Arnot died 20 November 1786, and left eight children. He is buried in South Leith Parish Churchyard in an enclosure which he had built to contain him in the final month of his life.

His daughter Christian Arnot married Dr Peter Reid and was mother to David Boswell Reid.

==Publications==

- An Essay on Nothing (1776)
- History of Edinburgh (1779)
- A Collection of Celebrated Criminal Trials (1785)

== General opinions ==
In his texts, Arnot was sharp and outspoken, which was met with mixed feelings. In his Collection of Celebrated Criminal Trials in Scotland, he clearly comments on what he considered as unjust decisions, using terms such as despotism. Here, for example, is his Enlightenment view of 'progress' being made in the sentencing of criminals, while at the same implying the need to reform the criminal justice of his time.

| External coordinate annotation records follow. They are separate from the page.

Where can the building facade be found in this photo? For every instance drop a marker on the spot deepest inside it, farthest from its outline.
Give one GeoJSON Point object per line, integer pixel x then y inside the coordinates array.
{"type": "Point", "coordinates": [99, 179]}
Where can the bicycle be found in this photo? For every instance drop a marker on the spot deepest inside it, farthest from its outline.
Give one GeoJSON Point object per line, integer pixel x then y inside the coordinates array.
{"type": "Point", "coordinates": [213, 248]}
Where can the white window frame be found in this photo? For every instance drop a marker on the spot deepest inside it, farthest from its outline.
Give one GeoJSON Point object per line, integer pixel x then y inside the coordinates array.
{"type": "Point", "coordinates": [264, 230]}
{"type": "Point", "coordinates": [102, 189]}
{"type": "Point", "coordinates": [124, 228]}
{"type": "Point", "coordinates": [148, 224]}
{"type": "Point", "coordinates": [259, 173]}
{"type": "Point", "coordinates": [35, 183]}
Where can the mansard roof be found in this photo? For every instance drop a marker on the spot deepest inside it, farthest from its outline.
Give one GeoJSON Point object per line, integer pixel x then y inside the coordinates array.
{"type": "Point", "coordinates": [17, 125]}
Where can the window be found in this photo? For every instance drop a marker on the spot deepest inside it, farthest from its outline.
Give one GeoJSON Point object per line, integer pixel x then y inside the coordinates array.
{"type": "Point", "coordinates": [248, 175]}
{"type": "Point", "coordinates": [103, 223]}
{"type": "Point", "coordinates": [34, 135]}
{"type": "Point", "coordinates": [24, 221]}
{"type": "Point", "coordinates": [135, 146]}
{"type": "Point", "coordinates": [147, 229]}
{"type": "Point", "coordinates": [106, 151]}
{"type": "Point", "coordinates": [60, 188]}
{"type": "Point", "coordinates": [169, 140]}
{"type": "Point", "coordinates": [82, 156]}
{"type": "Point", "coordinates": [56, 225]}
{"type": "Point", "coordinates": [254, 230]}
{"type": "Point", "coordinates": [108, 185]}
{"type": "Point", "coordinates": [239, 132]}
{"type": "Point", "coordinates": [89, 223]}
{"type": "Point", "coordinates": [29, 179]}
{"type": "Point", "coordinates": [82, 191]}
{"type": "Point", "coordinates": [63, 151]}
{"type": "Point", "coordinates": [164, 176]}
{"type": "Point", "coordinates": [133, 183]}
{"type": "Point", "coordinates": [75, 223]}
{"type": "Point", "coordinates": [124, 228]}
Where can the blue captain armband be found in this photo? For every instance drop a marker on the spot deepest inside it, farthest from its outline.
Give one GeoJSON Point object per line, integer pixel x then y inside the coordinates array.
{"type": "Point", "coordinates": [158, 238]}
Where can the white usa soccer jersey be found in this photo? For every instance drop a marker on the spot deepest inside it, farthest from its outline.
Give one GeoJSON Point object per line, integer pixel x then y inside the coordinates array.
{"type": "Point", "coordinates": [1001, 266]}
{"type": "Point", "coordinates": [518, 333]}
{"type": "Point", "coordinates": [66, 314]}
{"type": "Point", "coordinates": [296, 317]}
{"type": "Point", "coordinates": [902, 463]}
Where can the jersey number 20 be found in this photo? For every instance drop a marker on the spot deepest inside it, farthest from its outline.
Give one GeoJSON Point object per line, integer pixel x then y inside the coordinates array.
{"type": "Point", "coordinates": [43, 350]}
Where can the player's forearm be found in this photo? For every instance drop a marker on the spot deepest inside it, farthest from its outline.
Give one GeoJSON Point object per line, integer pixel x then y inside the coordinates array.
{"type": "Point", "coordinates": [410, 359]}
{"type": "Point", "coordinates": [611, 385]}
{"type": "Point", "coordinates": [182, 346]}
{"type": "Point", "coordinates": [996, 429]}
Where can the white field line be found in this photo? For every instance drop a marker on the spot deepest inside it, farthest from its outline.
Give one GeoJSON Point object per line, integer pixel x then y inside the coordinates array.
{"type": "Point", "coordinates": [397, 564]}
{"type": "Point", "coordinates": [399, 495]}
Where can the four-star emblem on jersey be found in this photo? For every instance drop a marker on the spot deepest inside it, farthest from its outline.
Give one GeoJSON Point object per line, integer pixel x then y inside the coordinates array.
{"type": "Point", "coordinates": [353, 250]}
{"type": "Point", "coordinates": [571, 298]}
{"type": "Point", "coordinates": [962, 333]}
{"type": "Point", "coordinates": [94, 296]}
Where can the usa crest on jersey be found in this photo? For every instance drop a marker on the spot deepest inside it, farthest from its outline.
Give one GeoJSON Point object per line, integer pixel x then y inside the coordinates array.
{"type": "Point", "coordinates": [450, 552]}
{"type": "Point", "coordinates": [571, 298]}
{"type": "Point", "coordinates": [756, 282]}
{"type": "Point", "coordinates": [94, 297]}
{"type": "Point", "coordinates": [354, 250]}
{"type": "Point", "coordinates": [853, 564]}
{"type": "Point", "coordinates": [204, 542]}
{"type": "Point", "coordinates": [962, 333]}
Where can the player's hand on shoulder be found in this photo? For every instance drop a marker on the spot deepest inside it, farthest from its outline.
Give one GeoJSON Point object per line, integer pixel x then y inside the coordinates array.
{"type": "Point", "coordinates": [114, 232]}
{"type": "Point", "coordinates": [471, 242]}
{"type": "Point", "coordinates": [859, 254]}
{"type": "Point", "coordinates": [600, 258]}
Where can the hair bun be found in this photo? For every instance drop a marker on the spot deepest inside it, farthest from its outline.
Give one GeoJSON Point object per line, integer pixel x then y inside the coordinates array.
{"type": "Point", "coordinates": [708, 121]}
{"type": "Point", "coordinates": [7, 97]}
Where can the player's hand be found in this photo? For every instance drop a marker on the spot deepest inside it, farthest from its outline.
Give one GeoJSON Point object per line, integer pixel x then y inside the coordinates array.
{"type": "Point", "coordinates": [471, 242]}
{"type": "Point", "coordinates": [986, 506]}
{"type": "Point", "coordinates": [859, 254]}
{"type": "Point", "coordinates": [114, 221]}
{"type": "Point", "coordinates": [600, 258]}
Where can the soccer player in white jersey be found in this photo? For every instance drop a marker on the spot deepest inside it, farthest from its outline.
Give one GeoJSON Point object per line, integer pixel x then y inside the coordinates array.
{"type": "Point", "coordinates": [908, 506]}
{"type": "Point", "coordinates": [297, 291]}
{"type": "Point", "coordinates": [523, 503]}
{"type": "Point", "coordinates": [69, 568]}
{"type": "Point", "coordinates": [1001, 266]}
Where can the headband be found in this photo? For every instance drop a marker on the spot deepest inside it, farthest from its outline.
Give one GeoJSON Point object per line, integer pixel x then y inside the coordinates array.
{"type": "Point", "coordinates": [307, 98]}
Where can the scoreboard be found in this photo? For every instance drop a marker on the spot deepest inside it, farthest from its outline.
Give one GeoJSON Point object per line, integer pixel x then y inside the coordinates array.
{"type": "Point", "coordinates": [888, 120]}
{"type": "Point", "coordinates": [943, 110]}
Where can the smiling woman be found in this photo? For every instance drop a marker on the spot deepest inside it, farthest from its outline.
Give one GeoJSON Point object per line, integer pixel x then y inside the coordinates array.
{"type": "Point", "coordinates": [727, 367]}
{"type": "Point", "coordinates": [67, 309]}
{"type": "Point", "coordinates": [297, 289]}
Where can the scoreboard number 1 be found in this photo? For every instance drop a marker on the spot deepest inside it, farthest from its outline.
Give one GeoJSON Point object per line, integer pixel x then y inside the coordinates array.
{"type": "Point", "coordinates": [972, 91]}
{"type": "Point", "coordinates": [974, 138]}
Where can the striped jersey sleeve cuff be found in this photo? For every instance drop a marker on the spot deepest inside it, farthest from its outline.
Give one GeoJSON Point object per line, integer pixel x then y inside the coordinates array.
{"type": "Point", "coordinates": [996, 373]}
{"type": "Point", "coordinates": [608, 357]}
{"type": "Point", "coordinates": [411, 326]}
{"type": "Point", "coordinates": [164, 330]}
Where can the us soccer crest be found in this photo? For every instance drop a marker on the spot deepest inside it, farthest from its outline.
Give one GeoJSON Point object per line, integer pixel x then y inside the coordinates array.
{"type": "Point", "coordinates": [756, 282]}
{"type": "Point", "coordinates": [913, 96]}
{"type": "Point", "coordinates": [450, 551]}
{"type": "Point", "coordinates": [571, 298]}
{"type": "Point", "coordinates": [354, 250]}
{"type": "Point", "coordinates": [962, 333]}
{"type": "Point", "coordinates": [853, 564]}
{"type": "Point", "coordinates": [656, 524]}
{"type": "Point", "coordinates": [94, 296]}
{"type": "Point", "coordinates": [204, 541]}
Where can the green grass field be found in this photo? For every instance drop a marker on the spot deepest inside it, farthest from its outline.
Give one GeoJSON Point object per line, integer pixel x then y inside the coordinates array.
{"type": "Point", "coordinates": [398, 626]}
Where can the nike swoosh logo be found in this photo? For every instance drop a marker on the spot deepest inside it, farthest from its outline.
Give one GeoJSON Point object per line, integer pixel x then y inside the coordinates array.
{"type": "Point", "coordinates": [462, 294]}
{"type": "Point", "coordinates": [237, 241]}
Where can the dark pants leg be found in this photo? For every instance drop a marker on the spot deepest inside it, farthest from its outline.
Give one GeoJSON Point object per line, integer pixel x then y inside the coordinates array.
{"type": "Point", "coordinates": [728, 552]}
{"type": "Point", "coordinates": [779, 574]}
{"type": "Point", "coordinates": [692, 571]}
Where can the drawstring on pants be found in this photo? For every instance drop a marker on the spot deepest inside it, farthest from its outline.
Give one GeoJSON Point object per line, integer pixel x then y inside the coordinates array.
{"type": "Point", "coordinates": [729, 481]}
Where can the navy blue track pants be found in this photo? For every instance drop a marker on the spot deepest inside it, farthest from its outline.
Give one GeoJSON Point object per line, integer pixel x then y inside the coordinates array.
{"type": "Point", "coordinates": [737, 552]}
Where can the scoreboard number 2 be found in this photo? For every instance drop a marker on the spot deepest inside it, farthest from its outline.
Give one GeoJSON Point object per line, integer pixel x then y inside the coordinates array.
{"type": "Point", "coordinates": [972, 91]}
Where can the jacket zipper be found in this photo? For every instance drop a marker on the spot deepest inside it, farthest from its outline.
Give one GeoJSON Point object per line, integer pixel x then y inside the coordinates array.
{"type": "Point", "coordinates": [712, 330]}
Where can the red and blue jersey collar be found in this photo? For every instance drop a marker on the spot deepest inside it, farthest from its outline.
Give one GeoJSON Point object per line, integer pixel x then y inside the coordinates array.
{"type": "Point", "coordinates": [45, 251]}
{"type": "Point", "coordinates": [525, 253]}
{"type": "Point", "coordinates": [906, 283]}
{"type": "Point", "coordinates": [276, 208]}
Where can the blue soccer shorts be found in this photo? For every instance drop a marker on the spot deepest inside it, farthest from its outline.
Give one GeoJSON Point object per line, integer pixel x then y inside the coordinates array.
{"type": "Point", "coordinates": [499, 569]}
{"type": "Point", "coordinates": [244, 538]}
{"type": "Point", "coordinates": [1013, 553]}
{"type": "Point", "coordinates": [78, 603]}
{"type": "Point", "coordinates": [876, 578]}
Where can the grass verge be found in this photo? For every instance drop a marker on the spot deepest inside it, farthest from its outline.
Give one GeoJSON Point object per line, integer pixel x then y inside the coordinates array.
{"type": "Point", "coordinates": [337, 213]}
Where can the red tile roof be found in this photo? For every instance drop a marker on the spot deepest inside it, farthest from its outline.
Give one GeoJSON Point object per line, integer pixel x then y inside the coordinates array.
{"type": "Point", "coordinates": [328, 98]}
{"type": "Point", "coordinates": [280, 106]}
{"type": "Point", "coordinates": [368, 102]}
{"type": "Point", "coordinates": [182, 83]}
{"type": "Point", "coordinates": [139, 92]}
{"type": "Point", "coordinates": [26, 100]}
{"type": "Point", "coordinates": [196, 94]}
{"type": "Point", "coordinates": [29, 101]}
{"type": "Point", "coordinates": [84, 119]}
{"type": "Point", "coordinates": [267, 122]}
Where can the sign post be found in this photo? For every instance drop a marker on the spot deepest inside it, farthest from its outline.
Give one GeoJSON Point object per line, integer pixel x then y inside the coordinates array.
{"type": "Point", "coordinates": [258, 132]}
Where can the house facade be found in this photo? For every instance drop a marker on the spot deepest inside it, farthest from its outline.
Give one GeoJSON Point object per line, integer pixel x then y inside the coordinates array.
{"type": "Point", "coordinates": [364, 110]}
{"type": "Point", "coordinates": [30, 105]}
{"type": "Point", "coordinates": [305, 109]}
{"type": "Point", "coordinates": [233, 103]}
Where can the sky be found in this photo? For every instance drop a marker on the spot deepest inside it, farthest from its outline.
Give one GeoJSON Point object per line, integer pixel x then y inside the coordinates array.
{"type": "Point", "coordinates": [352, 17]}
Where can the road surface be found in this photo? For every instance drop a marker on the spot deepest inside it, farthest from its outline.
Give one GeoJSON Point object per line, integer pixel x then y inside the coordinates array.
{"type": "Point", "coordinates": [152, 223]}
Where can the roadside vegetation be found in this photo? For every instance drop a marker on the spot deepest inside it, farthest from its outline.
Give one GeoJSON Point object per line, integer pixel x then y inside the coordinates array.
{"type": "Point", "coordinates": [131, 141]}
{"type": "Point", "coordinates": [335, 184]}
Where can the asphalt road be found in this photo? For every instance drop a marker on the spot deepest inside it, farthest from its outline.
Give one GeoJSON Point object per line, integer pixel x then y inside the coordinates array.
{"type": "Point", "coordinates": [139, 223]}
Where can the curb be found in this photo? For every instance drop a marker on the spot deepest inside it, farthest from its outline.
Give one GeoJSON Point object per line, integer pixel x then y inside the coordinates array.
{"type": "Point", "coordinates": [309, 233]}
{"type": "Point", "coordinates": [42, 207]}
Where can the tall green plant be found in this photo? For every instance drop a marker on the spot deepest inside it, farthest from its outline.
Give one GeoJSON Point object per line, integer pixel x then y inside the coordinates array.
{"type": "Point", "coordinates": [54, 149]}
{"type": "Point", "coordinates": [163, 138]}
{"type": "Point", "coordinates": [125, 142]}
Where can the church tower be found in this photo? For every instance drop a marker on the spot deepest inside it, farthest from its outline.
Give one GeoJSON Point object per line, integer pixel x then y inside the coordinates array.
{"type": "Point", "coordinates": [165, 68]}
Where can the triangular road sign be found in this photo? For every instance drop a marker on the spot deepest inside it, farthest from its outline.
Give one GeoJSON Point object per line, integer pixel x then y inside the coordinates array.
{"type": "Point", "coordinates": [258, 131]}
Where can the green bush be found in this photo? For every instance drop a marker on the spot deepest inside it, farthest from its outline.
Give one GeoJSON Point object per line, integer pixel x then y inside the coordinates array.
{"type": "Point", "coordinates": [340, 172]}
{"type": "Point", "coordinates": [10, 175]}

We do not think it possible, that a nation can attain to improvement in science, to refinement of taste, and in manners, without, at the same time, acquiring a refinement in their ideas of justice, and feelings of humanity. The codes of the criminal laws of most nations (our own in no ways excepted) are exceedingly barbarous. This is owing to their having been compiled when the respective nations were sunk in barbarity, were subjected to an absolute government, or were blinded with religious bigotry. But, although scarce any attention has been paid to the state of criminal jurisprudence, by revising the penal statutes; yet, with the increasing mildness of manners, the officers of the law have declined to raise prosecutions for inflicting those rigorous punishments.

In 1777 Arnot published a "fanciful metaphysical treatise", called an 'Essay on Nothing,' which originally was read before the debating club called the Speculative Society, and made himself unpopular by his sarcasms. However, he was later a regular participant in church activities, and his contributions to the Society were recognised by the Edinburgh magistrates, who gave him the freedom of the city.

Arnot was a favourite subject with John Kay, the Edinburgh caricaturist, who took full advantage of the extreme slimness of his figure.